According to Sitharaman, India had informed the EU a year in advance about the expiry of the old pacts by the end of March, 2017, and the need for re-negotiating the investment agreements on the basis of the model investment text. Still, India is yet to get a date from the EU for starting the renegotiation process, she said. Under the European Commission (EC) framework of law, EU members have delegated their power to the EC in Brussels to negotiate on trade or investments on their behalf.

Analysts said while existing investors could enjoy protection for an additional 10-15 years even after the expiry of the agreement due to a sunset clause attached to these pacts (For instance, the agreement with Netherlands extends protection to investments made before the date of termination for 15 years more), fresh investments from April will not have such protection until the two sides renegotiate.

Last year, the EU had expressed concern on the fate of investment treaties between some of its members and India after the finance ministry had written to various countries, seeking a review of all such pacts within a year using the new investment text.

India had signed a total of 83 bilateral investment treaties (BITs) since 1994, including those with some of the EU members.

EU nations like Germany, France and Netherlands are among the top ten foreign direct investment sources for India since April 2000, while the UK–which has decided to exit the EU–is the third-largest source.
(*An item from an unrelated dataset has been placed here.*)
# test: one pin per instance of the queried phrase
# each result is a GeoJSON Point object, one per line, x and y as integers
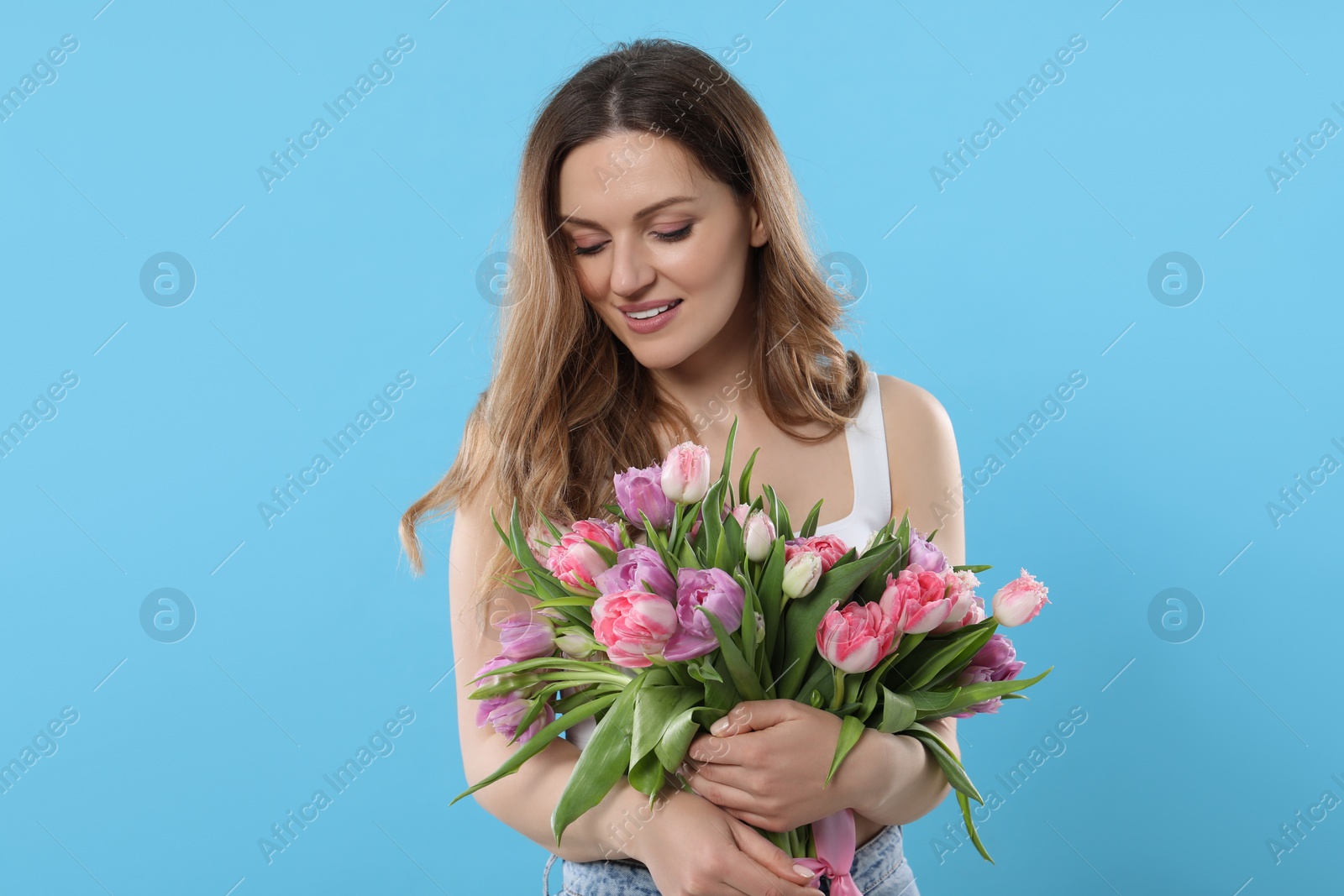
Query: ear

Analysts have said India can have a separate pact with the UK now that the latter has decided to pull out of the EU. However, Sitharaman said the decision to renegotiate the treaties won’t impact the flow of FDI into India.

Separately, India also recently revised its Double Taxation Avoidance Agreement (DTAA) with Singapore, having tweaked its tax treaties with Mauritius and Cyprus earlier last year, as the country aims to plug the loopholes that were used by companies to avoid legitimate taxes.

New issues at WTO only after consensus

After meeting officials to review the country’s strategy for the WTO, Sitharaman said India wants new issues such as e-commerce and government procurement be incorporated in the WTO’s agenda only after member countries gather a consensus on them. When told that developed nations, including the US, are pitching for the inclusion of such new issues at the WTO, the minister said no consensus has emerged so far on them.

“New issues have to come in agenda only after consensus emerges on those. I do not think there is a consensus. Discussions are on but it is not in the agenda,” she said.

Key WTO members, including India, the US and some others, would meet on the sidelines of World Economic Forum meeting in Davos later this month. The next WTO ministerial is also scheduled take place in Argentina in December.
India to focus on TFA on services

The minister said her ministry has already worked on the text of a trade facilitation agreement (TFA) on services at the WTO and has also taken a legal vetting.

“We will certainly want to put TFA in services for discussion. We would take it up as an agenda as we approached the Ministerial meeting. We will be pushing ahead with this,” she added.